Differentiable affine transforms with grid_sample

I’m trying to create a model takes two images of the same size, pushes them through an affine transformation matrix and computes a loss value based on their overlap.

I want the optimiser to change the affine transformations so that they are overlapping.

It doesn’t seem that the gradient is being computed back through to the values in the affine transform.

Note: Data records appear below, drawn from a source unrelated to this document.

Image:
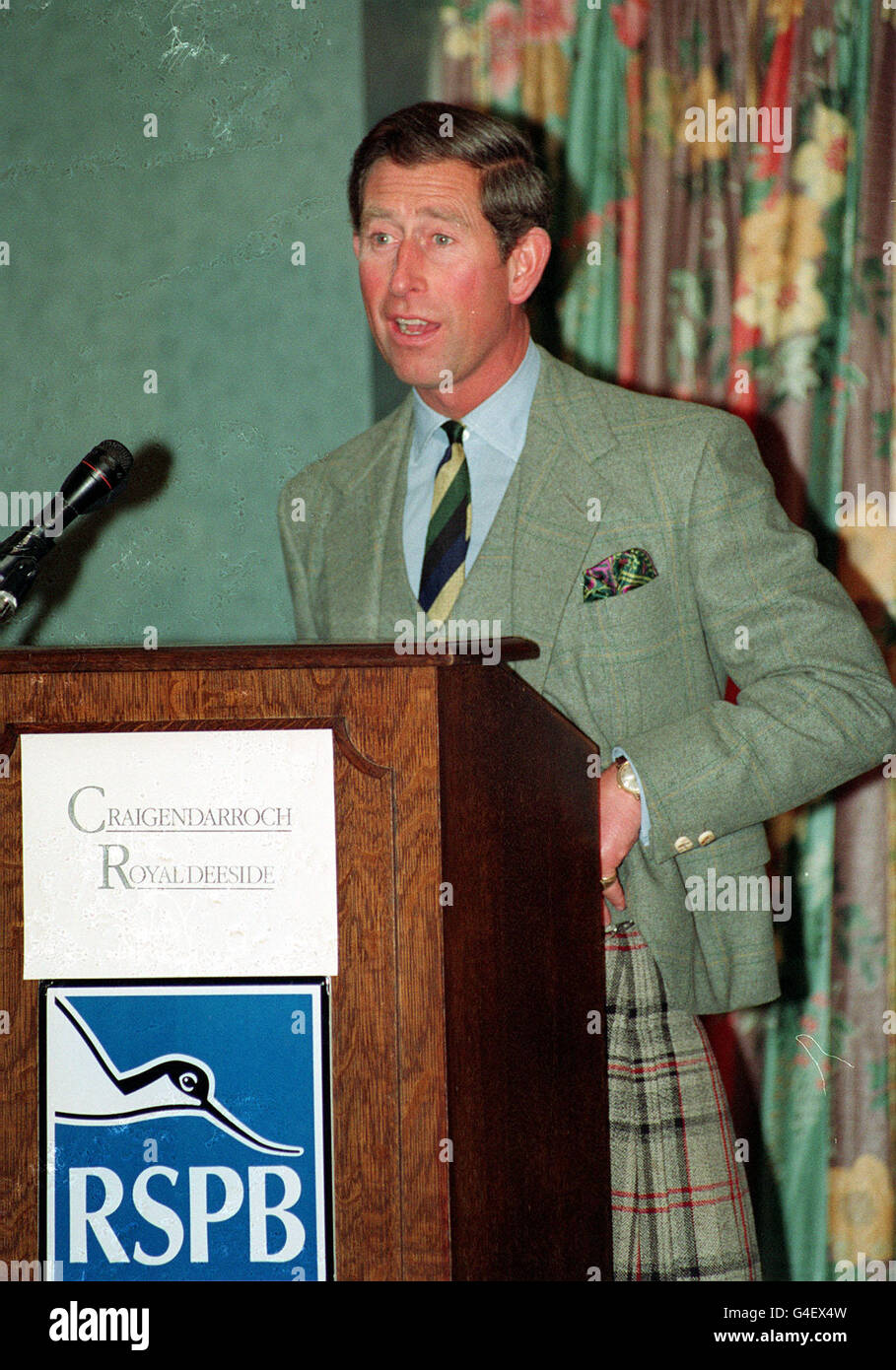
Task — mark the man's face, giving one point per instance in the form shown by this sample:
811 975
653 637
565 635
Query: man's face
439 299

Here is the module that contains the optimisable parameters

tt = torch.tensor
class AffineTransform(nn.Module):
    def __init__(self, scalew=1, scaleh=1, transX=0., transY=0.):
        super().__init__()
        
        def makep(x):
            x = tt(x).float()
            return nn.Parameter(x)
        
        self.scalew = makep(scalew)
        self.scaleh = makep(scaleh)
        self.transX = makep(transX) 
        self.transY = makep(transY)
        
    def forward(self, x):
        theta = tt([
            [self.scalew, 0, self.transX],
            [0, self.scaleh, self.transY]
        ])[None]
        grid = F.affine_grid(theta, x.size(), align_corners=False)
        return F.grid_sample(x, grid, align_corners=False)

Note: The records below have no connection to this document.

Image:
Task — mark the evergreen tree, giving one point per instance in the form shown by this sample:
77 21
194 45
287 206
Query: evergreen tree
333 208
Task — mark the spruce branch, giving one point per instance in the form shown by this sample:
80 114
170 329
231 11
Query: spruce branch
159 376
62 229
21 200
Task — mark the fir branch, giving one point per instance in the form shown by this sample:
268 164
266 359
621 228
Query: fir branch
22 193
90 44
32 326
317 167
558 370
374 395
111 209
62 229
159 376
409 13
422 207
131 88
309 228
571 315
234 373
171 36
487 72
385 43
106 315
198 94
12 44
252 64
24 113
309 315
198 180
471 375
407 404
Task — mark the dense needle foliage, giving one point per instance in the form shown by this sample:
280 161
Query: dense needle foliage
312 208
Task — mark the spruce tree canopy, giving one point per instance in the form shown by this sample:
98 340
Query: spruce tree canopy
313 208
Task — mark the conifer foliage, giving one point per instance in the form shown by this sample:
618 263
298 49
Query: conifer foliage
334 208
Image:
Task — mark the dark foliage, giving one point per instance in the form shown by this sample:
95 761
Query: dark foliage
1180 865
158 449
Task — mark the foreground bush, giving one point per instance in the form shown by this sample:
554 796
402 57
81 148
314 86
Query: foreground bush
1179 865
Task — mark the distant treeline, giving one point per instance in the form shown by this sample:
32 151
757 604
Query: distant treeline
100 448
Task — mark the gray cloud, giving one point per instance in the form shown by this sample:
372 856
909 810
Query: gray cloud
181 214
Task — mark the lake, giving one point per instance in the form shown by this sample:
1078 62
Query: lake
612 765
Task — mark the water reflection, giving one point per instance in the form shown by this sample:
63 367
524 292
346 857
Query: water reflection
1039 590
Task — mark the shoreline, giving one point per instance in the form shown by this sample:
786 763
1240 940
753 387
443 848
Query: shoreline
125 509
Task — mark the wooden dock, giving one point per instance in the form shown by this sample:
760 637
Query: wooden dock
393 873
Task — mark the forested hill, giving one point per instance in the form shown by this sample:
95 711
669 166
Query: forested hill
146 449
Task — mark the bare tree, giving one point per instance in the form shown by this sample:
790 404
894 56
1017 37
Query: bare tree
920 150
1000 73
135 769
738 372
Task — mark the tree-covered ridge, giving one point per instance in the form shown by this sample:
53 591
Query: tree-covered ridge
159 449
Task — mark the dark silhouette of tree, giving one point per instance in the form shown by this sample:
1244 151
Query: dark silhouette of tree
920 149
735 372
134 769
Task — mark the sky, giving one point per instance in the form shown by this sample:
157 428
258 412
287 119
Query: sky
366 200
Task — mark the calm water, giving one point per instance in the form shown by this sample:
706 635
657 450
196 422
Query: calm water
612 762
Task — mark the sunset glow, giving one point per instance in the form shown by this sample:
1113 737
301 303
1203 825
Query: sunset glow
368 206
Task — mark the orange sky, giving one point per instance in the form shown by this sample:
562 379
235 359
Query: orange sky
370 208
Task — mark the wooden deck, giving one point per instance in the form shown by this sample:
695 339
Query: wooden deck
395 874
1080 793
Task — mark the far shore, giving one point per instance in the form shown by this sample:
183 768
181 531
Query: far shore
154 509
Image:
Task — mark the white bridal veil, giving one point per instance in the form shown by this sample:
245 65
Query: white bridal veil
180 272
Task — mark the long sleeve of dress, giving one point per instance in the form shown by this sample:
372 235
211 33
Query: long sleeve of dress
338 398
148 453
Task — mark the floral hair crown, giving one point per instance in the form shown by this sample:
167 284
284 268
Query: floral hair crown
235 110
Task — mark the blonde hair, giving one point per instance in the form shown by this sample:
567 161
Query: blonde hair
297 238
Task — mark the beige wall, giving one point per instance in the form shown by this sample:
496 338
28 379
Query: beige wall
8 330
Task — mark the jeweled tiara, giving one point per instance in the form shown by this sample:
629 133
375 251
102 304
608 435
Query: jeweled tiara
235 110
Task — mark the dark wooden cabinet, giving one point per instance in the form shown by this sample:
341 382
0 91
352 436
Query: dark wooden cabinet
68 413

Generate some random boxes

x = torch.zeros(1, 1,200,200)
target = torch.zeros(1, 1,200,200)
target[0, 0, 90:110, 90:110] = 1
x[0, 0, 75:125,  75:125] = .5
stn = AffineTransform(transX=.2, transY=-.6)
stn2 = AffineTransform()
display(to_pil_image(stn(x)[0]))
display(to_pil_image(stn2(target)[0]))

image

Training loop

optim = torch.optim.SGD(stn.parameters(), 1e-3)
display(to_pil_image(stn(x)[0]+stn2(target)[0]))

losses = []
grad_losses = []
overlaps = []

for i in range(100):
    optim.zero_grad()
    box1 = stn(x)
    box2 = stn2(target)
    
    overlap = stn(x).flatten() * stn2(target).flatten()
    
    overlap[overlap!=0] = 1
    overlap = overlap.sum()/maxele
    overlap = 1 - overlap/maxele
    loss = overlap
    
    losses.append(loss.item())
    grad_losses.append(grad_loss.item())
    overlaps.append(overlap)
    loss.backward()
    optim.step()
    
print("After:", stn.transX.item())
display(to_pil_image(stn(x)[0]+target[0]))
plt.plot(losses)
plt.show()
plt.plot(grad_losses)
plt.show()
plt.plot(overlaps)
plt.show()

The problem:

RuntimeError: element 0 of tensors does not require grad and does not have a grad_fn

You are recreating the theta tensor in the forward, which will detach the parameters.
You could either create theta in the __init__ method as:

        self.theta = nn.Parameter(torch.tensor([
            [self.scalew, 0, self.transX],
            [0, self.scaleh, self.transY]
        ])[None])

or use torch.cat or torch.stack to create theta in the forward method from the parameters.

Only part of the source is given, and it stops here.